As you can see from the photos, leaves and debris do collect under and around the ramp but it's easy enough to lift and clean if you have two people (one to lift a section while the other cleans, or two people to flip the entire ramp out of place). It's a small price to pay for Fahrvergn├╝gen.

Thumbs up for good ol' American innovation. Our new BRIDJIT ramp kept 24 old tires out of a landfill.

The best part is that BRIDJIT ramps are made in the USA out of scrap tires that would otherwise be piling up in a landfill. Woot! Everyone wins. Okay, now for the bad news...

Complying with City Codes  
Unfortunately, none of these driveway aprons–concrete, steel or BRIDJIT ramps conform to Palo Alto's building standards. Technically, before you mess with the city's curbs you are required to apply for a permit and have a licensed contractor do the work in accordance with city codes. I spoke to a very nice City of Palo Alto Public Works Engineer who acknowledged that most homeowners have modified their driveway aprons without a permit. The city's main concern is drainage, so if they find your driveway ramp is causing any drainage or safety issues they can pull it out without warning or permission from the homeowner. So while he didn't officially bless our rubber ramp, he did concede that it's lower risk since they are less permanent and can be moved easily.

So if you're a stickler for the law or don't want to invest in a solution that your city might rip out, here's what I recommend:

1. Call your city's Public Works Department and inquire about the requirements for your neighborhood.

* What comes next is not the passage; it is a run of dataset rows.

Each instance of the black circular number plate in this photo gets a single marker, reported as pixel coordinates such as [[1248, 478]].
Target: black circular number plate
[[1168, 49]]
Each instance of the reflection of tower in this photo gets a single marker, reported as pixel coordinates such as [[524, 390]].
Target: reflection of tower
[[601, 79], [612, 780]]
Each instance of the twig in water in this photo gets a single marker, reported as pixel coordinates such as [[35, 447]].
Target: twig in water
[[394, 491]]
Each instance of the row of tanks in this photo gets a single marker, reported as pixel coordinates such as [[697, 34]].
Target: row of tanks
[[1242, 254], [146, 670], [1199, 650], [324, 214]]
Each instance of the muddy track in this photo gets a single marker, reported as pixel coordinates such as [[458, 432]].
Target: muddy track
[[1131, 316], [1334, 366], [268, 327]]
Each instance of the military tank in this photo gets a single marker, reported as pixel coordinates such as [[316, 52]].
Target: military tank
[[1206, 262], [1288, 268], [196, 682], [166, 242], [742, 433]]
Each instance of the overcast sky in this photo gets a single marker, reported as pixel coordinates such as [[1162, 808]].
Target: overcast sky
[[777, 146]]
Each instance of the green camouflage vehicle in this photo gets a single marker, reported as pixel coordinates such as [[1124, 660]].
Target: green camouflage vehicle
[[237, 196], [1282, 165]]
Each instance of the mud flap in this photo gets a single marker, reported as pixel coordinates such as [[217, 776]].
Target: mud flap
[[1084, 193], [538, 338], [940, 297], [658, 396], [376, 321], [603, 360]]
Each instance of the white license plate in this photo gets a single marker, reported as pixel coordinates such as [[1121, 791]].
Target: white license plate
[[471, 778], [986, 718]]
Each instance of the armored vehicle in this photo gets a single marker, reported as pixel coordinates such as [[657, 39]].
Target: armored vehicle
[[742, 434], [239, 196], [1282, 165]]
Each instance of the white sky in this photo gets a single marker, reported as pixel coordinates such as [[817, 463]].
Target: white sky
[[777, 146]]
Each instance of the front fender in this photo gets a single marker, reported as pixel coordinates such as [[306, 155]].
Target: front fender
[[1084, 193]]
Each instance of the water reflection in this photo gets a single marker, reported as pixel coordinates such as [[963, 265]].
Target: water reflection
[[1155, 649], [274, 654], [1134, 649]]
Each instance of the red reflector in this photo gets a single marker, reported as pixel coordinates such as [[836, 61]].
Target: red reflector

Most cities will not officially refer you to contractors but you can ask them to give you the names of the last dozen or so contractors to be issued Street Work Permits as a place to start.

Here's the contact info for Palo Alto, they were quite friendly and helpful:

Palo Alto Public Works Department
250 Hamilton Avenue, Palo Alto, CA 94301
Phone: 650-329-2151

2.  Before you pay for it yourself, find out if there are any capital improvement projects scheduled for your street. Periodically, cities invest in sidewalk projects which include things like fixing damaged sidewalks, tripping hazards, replacing curb ramps to make them ADA compliant, and easing gutters. In our case, our street is in the queue to be worked on in the Winter of 2014. I spoke to the engineer in charge who informed me that they intend to replace all of our driveway approaches at no cost to the homeowners. Woohoo! So if anyone needs some gently used BRIDJIT curb ramps next year, let me know...

The Modified Type B Curb
For those of you who are interested, here's the only Palo Alto-approved driveway apron design for our street.  [NOTE: Not every street has the same requirements so this does not necessarily apply to all streets in Palo Alto.] The design is fairly cost prohibitive given it involves ripping out the sidewalk along the driveway frontage and a $460 street work permit. One of our neighbors got an estimate of $3200 to do the work. *Ouch.* She ended up opting for the BRIDJIT curb ramps too.

Palo Alto's "Modified Type B Curb" spec. Looking at it makes my head hurt.